Factors Behind the Digital Divide
- Caste-linked exclusion resulting in poor school quality and late ICT exposure.
- Income inequality restricting devices, internet access, and home study space.
- Rural infrastructural deficits in electricity, broadband, and school resources.
- Weak skilling ecosystem with low-quality training centres and reliance on informal learning.
- Educational inequality due to lack of ICT labs and trained teachers in public schools.
- Low household digital literacy among first-generation learners.
- Institutional neglect in marginalised settlements.
Implications
- Unequal job access as ICT skills link strongly to salaried employment.
- Smartphone ownership does not translate into digital capability.
- Widening caste and class gaps as privileged groups move ahead digitally.
- Lower productivity and competitiveness in rural and low-income regions.
- Continued gender exclusion from tech-driven jobs.
- Strong intergenerational disadvantage despite higher education entry.
Challenges
- Persistent caste discrimination, weak school infrastructure, low device access.
- Poor digital capability despite device penetration.
- Fragmented skilling ecosystem lacking assessments and labour-market alignment.
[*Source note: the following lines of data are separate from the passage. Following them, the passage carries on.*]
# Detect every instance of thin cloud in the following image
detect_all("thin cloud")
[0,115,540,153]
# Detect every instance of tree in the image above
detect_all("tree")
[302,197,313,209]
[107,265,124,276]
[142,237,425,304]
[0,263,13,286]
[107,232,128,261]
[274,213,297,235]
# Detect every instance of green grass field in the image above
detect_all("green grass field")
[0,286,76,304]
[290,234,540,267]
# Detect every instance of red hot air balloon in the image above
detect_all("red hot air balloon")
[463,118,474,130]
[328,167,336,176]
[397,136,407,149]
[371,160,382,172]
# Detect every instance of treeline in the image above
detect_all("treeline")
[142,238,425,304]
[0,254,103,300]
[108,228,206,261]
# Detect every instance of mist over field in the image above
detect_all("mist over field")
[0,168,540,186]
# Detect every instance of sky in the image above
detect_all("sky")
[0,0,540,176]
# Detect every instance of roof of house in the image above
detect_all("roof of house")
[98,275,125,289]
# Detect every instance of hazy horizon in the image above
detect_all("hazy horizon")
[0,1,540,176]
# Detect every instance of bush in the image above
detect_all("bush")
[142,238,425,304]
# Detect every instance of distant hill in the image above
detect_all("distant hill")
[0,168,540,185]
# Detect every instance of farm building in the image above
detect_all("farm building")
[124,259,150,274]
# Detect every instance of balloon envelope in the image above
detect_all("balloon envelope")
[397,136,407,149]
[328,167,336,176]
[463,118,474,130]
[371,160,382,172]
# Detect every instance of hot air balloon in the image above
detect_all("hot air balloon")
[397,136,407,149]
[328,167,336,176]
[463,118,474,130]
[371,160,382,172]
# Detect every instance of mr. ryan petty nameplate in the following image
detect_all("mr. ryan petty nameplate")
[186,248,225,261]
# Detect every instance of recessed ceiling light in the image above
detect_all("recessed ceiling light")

- Uneven public expenditure and weak implementation.
- Limited longitudinal data on digital inequality.
Way Forward
- Universalise ICT labs, trained teachers, and stable electricity in government schools.
- Start early digital skilling in public and rural schools.
- Targeted inclusion for SC/ST, OBC, and women through devices, scholarships, and community centres.
- Strengthen formal skilling with industry-linked courses and rural hubs.
- Develop open-source digital learning platforms in regional languages.
- Conduct regular MIS rounds to track long-term inequality.
- Support home-based capability through shared devices and low-cost laptops.